DeFi analysts note that this marks the largest Balancer incident since 2023 and comes amid low TVL recovery rates in the sector. Risk dashboards now list total DeFi losses in 2025 above $2.8 billion YTD, pushing the protocols into emergency mode again.
Market reaction has been limited – ETH’s 5% drop to $3,700 probably mixes hacker sentiment with macro uncertainty – but the erosion of confidence is visible. TVL trackers show about 400 million dollars in withdrawals in a few hours, while audit firms rush to publish quick post-mortems. The phrase “classic Monday in crypto” has rarely sounded this literal.
XRP closed at $2.40 after sliding 4.9% on the day, and now the daily and weekly Bollinger Bands confirm a bearish bias:
It is clear that the structure has been under pressure for a while, and it seems that it will continue to fall. Since September, each breakout meets resistance around $2.70-$2.80, creating a clear supply zone. Unless volume goes above $2.90, $3 is still out of the question.

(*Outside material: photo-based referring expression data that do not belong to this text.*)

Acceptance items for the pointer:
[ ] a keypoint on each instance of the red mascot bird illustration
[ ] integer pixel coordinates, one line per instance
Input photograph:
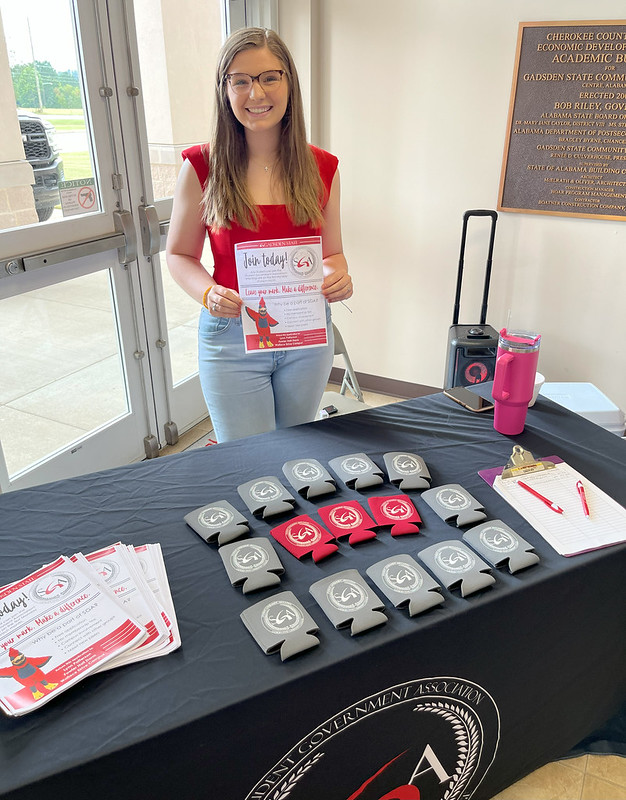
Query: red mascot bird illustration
(263, 322)
(27, 672)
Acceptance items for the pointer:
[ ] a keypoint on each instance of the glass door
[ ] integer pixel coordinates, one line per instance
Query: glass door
(97, 352)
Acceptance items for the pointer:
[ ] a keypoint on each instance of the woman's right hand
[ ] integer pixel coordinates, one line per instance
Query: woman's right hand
(223, 302)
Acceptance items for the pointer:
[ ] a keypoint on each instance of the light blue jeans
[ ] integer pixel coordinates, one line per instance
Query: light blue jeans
(261, 391)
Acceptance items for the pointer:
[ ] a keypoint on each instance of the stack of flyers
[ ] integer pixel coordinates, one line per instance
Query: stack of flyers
(81, 615)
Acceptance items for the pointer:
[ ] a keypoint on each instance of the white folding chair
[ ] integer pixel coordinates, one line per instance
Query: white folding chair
(344, 403)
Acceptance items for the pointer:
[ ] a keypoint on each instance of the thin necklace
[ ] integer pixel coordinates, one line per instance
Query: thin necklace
(266, 167)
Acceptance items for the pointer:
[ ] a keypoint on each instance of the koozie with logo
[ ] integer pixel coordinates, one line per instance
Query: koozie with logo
(218, 522)
(501, 546)
(281, 624)
(406, 584)
(455, 565)
(252, 564)
(347, 600)
(357, 471)
(454, 504)
(309, 478)
(348, 519)
(396, 510)
(407, 470)
(302, 535)
(266, 497)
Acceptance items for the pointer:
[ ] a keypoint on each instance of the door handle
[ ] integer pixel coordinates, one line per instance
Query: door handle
(150, 230)
(124, 224)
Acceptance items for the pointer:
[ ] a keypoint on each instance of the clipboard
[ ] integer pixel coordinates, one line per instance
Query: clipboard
(571, 532)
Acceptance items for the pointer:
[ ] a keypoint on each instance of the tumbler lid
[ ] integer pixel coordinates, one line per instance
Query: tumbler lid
(519, 341)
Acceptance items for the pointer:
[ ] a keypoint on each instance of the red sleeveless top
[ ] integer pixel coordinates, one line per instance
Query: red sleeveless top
(274, 221)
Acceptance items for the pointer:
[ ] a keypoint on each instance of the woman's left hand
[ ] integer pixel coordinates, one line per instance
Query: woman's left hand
(337, 285)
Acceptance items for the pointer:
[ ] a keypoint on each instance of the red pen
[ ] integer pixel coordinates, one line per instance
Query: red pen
(543, 499)
(583, 497)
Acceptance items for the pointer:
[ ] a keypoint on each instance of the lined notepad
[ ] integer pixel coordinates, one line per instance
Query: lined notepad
(572, 532)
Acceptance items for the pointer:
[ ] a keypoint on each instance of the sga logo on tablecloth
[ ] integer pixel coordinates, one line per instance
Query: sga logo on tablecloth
(427, 739)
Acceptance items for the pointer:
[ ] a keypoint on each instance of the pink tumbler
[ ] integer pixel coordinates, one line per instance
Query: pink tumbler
(514, 379)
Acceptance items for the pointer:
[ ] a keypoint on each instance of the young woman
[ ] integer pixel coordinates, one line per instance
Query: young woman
(257, 180)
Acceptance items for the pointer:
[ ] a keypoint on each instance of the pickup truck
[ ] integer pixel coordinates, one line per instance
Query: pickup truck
(43, 155)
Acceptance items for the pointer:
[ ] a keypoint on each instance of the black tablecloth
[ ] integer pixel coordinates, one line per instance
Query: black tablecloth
(493, 685)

The historical strength of November for XRP is an average of +81%, but this cycle is different. The weekly chart shows that this is the first time since Q1, the close has been below the 20-week band. Usually, this configuration leads to a drop for 2-3 weeks before things reverse. The weekly chart shows the first confirmed close below the 20-week band since Q1, a setup that typically extends 2-3 weeks before reversal.
The next demand area is around $2.10. For now, Bollinger’s message is simple: forget $3 until the market proves otherwise.

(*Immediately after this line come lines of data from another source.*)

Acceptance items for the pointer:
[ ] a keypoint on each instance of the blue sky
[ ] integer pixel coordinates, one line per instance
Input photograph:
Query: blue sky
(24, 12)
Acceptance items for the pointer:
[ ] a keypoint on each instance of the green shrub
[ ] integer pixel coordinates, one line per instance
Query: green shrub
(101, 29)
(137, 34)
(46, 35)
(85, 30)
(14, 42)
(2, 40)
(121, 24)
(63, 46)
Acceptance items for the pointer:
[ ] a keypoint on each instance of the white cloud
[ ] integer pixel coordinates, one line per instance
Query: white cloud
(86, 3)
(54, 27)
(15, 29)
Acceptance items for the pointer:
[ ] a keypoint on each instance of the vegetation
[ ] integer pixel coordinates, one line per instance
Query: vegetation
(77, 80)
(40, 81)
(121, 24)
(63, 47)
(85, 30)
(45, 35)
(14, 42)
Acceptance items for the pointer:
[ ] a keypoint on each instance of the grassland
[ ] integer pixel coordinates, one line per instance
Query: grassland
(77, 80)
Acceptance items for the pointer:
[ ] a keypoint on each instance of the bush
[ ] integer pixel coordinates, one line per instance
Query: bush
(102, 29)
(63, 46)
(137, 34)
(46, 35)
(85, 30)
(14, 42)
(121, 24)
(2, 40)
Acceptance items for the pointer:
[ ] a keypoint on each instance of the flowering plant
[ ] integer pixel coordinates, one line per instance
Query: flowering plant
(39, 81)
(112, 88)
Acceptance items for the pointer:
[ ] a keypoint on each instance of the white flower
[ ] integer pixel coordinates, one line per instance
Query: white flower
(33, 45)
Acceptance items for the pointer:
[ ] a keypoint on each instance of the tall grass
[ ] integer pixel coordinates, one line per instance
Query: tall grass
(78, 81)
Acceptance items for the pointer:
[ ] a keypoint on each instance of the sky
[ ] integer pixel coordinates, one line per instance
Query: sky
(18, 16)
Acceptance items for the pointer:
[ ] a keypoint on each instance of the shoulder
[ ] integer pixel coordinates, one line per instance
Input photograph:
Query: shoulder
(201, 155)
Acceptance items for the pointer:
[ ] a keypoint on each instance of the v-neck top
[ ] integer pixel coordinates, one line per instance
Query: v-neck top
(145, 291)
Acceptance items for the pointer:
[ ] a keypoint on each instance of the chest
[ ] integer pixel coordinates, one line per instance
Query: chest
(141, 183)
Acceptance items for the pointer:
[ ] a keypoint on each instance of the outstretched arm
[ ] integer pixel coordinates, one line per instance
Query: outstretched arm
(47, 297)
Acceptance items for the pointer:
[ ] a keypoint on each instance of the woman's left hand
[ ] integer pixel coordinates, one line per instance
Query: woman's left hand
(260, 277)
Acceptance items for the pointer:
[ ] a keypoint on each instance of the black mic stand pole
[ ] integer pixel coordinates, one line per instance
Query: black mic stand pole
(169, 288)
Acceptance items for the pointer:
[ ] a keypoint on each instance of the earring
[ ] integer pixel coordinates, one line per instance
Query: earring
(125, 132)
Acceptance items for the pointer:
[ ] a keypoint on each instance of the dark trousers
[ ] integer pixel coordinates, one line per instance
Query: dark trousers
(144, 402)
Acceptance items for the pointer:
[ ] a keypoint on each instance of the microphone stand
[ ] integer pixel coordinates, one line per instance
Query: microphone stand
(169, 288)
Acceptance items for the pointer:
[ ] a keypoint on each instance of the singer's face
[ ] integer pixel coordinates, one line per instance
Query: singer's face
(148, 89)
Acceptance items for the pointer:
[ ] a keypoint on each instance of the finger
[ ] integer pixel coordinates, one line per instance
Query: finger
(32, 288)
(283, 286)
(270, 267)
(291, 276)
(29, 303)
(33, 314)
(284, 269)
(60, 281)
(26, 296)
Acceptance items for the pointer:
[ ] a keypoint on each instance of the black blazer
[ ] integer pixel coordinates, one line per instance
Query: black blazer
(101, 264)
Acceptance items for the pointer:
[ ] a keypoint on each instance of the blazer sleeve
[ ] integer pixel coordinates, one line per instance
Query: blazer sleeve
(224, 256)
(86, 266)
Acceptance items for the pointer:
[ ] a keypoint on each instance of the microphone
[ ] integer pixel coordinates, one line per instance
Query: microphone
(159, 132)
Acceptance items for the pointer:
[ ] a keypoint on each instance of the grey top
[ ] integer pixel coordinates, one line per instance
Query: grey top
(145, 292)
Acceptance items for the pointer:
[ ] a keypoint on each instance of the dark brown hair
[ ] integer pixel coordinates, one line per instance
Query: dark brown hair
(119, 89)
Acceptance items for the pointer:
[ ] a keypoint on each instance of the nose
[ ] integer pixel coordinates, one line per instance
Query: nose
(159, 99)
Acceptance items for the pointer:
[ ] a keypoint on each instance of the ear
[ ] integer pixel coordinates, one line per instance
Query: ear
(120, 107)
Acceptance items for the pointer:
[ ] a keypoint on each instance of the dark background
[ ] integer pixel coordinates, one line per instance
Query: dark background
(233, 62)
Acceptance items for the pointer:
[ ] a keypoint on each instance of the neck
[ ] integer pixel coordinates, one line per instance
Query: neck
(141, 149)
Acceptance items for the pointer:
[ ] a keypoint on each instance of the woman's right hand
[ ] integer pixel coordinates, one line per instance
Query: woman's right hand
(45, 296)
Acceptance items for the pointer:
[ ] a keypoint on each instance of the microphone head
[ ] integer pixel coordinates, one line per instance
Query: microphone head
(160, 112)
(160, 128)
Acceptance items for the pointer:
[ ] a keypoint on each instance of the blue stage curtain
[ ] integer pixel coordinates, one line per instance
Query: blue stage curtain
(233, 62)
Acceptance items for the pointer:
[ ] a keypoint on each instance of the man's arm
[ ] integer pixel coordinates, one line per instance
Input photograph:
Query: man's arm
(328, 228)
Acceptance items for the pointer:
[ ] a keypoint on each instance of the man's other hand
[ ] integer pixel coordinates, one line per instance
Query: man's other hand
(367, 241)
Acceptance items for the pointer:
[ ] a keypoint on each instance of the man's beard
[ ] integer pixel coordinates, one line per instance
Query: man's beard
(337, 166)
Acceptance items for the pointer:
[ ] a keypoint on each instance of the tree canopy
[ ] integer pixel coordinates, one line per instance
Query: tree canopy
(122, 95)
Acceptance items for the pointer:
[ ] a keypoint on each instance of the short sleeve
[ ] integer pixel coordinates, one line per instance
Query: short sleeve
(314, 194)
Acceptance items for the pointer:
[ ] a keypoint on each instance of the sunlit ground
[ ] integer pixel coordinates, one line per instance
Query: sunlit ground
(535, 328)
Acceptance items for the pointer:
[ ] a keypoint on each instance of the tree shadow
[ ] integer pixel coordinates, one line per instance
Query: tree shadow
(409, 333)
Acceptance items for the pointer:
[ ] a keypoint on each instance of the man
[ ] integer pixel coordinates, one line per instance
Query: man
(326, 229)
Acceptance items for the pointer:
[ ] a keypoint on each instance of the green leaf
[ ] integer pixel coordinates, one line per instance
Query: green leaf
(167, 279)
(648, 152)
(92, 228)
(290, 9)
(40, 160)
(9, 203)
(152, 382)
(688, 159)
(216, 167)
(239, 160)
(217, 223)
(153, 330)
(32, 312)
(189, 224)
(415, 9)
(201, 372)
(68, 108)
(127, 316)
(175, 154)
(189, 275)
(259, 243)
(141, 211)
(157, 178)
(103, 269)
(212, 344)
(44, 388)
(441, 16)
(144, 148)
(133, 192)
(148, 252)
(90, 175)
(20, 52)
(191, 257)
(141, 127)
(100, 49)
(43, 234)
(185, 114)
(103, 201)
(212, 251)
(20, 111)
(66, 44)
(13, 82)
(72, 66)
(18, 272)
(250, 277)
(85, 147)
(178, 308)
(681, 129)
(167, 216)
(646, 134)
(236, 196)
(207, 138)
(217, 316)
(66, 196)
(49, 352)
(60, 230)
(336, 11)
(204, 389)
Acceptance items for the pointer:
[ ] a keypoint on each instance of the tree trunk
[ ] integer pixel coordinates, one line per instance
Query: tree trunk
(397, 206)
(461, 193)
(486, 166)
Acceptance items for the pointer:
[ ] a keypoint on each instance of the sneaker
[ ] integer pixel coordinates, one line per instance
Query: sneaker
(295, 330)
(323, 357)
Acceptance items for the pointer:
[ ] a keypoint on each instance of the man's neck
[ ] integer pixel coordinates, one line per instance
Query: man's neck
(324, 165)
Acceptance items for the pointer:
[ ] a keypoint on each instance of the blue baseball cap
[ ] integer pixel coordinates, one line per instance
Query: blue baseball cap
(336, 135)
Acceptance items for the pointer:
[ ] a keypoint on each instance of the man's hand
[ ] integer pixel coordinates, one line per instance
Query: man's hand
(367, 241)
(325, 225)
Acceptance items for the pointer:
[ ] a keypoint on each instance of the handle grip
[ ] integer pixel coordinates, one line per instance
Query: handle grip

Jordi Visser, Wall Street manager offer one of the most measured takes this quarter – Bitcoinsays, it is not “dead money” but in its own IPO phase.
Visser says that the market is moving from the first holders to a wider range of institutions: the old whales are diversifying, and the new funds are accumulating. This creates a sideways range with occasional sales peaks – not a collapse, but a transition.

Visser draws a parallel to traditional post-IPO equity behavior: after listing, companies often enter distribution months while early investors take profits and new investors build positions. Bitcoin is now in its first truly liquid cycle.
This “IPO logic” also explains why the correlation of BTC to NASDAQ is still weakening – institutional capital sees it as a diversifier, not a technology proxy.
‘80% drawdowns are in the past; 10x rallies become 3x, but the network finally qualifies for corporate budgets.”
His math is simple: if 100 people own half of the supply and one sells, 0.5% of it reaches the market. However, if a million people own half, 10,000 sales equal to the same 0.5%, spread over time and price.
Bitcoin’s $107,000 today may seem painful, but it’s actually the calmest redistribution phase it’s had in its 15 years.
The focus is on the American session – whether the institutional desks buy the Balancer dip or wait for the clarity of the audit. Until then, the crypto begins its first week of November on the defensive, looking at the liquidity of more than candles.